Lockdown

So streng ahndet NRW-Polizei Verstöße gegen Corona-Regeln

NRW-Innenminister Herbert Reul hat am Freitag die neue Einsatzkonzeption vorgestellt, mit der ab Montag Verstöße gegen Corona-Maßnahmen geahndet werden sollen.

NRW-Innenminister Herbert Reul hat am Freitag die neue Einsatzkonzeption vorgestellt, mit der ab Montag Verstöße gegen Corona-Maßnahmen geahndet werden sollen.

Foto: Federico Gambarini / dpa

Düsseldorf.  Die harten Corona-Maßnahmen im November werden nicht nur von den Städten überwacht. Die NRW-Polizei hat eine neue Einsatzkonzeption.

Die Einhaltung der verschärften Corona-Regeln soll in Nordrhein-Westfalen von kommender Woche an auch mit massiver Polizei-Unterstützung kontrolliert werden. „Die Polizei wird sehr nachdrücklich auf die Einhaltung der Regeln pochen“, kündigte NRW-Innenminister Herbert Reul (CDU) am Freitag an. Dies sehe eine neue Einsatzkonzeption vor, die an alle Kreispolizeibehörden gegangen ist.

Bei Bedarf seien die 18 Hundertschaften des Landes, die sich sonst um Fußball-Spiele oder Demonstrationen kümmern, ab Montag zur Unterstützung der kommunalen Ordnungsbehörden einsatzbereit, so Reul. An bekannten Treffpunkten größerer Menschenmengen werde es auch gemeinsame Streifen von Polizei und Kommunalbediensteten geben.

Polizei will trotzdem bürgernah und freundlich bleiben

„Alle Polizisten sind angehalten, verschärft einzuschreiten, wo immer Corona-Regeln missachtet werden“, sagte der Innenminister. Zugleich versprach er Augenmaß bei der Durchsetzung der Lockdown-Vorschriften. Den allermeisten Menschen in NRW sei bewusst, dass es um Leben und Tod oder um wirtschaftliche Existenzen gehen könne, wenn das Kontaktverbot im November nicht konsequent eingehalten werde. „Wir werden als Polizei bürgernah, freundlich und deeskalierend unterwegs sein“, versprach der Minister.

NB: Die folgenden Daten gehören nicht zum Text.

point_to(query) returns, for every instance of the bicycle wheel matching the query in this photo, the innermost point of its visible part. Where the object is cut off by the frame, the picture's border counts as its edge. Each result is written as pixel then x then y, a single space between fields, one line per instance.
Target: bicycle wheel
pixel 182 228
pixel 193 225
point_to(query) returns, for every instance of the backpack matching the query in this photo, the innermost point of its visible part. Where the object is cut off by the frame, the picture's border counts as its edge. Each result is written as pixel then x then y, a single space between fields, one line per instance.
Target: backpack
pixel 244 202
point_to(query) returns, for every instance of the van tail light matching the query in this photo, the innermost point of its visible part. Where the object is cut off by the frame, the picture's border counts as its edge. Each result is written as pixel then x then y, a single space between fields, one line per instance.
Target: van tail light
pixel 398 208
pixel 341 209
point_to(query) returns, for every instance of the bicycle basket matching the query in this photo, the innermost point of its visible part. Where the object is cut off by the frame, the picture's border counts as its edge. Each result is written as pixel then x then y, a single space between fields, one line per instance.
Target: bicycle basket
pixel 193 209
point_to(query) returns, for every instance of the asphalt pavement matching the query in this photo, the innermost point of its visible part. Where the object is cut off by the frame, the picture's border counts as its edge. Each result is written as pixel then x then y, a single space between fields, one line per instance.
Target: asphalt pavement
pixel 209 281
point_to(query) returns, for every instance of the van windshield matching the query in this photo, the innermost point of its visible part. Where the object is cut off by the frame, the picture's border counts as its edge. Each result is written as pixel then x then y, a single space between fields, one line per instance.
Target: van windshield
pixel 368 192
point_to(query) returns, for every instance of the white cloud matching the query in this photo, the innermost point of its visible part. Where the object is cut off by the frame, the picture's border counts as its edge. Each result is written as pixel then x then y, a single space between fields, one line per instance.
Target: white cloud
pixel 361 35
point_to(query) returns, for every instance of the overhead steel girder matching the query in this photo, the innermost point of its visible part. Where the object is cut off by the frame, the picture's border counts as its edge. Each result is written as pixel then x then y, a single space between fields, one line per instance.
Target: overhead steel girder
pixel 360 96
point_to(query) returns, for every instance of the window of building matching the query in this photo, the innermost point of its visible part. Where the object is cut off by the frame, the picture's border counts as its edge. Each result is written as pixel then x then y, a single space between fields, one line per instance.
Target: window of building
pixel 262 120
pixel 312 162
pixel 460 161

NRW wolle seinen Bußgeldrahmen aus dem Frühjahr wieder in Kraft setzen, kündigte Reul an. Darin waren damals Strafen von 200 Euro für Verstöße gegen Kontaktbeschränkungen bis hin zu mehreren Tausend Euro für den widerrechtlichen Betrieb von Gastronomie vorgesehen.

Privatwohnungen sollen weitgehend tabu bleiben

Weitgehend tabu bleiben für die Ordnungshüter – anders als in Bayern – an Rhein und Ruhr Privatwohnungen. „Die Polizei kann nicht ohne Weiteres in private Räume gehen“, erklärte Reul. Man werde nicht gezielt im Privatbereich auf die Pirsch gehen. Bei üblichen Einsatzanlässen in Wohnungen wie etwa Ruhestörung oder häusliche Gewalt könne die Polizei aber sehr wohl genauer hinschauen.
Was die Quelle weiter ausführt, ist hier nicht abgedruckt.